Dès la première salle, des photographies de la villa Californie à Cannes témoignent de l’importance de la sculpture dans le travail de l’artiste. Il est vrai que Picasso est davantage présenté comme un peintre, sa pratique en 3D étant souvent considérée comme secondaire. Pourtant elle est le lieu où s’exprime peut être le mieux sa pensée en mouvement. Prônant une autonomie de l’œuvre, intégrant le fragment, interrogeant la perception même, le peintre/sculpteur bâtissait ses recherches sur la forme en touchant la matière. Les formes humaines sont distordues, schématisées, caractérisées et trouvent certaines parties développées, exagérées, magnifiées quand d’autres s’attenuent, disparaissant presque.
Séries et variations
Si l’exposition nous donne à voir cet aspect de la création de Pablo Picasso, elle met également l’accent sur la multiplicité de l’artiste, sur sa propension à créer, à mouler, à détourner ses propres œuvres les insérant alors dans des séries, dans des variations fameuses. Entrepreneur aguerri, il décuple, vend, joue, module, que ce soit du point de vue de la mise en couleur (les sculptures de Picasso sont très souvent peintes) ou par le matériau employé.

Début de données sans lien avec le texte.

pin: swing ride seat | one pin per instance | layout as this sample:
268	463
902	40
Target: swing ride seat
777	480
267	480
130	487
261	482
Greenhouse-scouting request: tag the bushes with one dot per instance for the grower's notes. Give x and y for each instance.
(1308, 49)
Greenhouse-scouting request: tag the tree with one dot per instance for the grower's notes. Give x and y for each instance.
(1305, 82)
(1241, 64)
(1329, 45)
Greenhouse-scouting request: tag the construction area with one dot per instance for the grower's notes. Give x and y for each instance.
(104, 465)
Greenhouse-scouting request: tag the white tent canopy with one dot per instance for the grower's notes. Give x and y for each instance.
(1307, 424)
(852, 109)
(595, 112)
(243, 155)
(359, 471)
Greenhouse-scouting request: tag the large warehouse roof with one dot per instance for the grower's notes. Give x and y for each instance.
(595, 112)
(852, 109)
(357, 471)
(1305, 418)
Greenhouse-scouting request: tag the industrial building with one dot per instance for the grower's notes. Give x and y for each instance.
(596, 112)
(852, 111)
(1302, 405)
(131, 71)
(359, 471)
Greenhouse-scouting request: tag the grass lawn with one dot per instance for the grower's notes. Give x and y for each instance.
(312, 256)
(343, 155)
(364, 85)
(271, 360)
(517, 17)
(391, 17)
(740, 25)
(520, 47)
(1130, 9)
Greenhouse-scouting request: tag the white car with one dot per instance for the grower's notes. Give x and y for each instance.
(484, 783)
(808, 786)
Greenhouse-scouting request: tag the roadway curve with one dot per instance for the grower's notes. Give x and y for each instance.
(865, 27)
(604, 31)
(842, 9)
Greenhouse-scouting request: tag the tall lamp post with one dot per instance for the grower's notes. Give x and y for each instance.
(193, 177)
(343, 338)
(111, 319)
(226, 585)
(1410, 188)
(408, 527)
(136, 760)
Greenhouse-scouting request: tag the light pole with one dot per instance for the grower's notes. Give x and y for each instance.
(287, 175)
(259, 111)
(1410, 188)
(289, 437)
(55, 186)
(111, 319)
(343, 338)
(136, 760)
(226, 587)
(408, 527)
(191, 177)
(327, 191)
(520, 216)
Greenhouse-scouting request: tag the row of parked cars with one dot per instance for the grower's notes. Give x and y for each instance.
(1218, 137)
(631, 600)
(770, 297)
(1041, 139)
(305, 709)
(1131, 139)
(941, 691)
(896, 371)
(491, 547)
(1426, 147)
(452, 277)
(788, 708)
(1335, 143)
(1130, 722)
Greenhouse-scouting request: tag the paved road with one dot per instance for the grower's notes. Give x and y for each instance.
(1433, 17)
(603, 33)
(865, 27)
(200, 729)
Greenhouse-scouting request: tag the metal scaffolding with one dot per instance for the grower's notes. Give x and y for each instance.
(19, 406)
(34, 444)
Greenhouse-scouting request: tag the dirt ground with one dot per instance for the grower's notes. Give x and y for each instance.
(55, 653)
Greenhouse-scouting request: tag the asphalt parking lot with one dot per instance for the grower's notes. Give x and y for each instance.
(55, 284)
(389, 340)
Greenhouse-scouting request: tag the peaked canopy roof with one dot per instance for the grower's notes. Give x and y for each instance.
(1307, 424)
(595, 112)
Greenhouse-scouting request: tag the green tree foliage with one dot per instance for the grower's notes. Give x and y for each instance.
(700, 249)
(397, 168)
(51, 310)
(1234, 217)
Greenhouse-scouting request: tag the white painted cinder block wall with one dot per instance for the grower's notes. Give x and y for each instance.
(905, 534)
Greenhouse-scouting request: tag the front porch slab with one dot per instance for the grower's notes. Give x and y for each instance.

On retrouve dans la matière le traitement de ses thématiques phares. Les femmes, ses muses, se retrouvent échelonnées au fil des salles, révélant son goût du corps, sa fascination séductrice (Tête de femme, Buste de Femme). Les objets du quotidien sont décortiqués (Le Verre d’absinthe, série réunie dans son entièreté pour la première fois en Europe). L’art primitif raisonne dans ses pièces en bois.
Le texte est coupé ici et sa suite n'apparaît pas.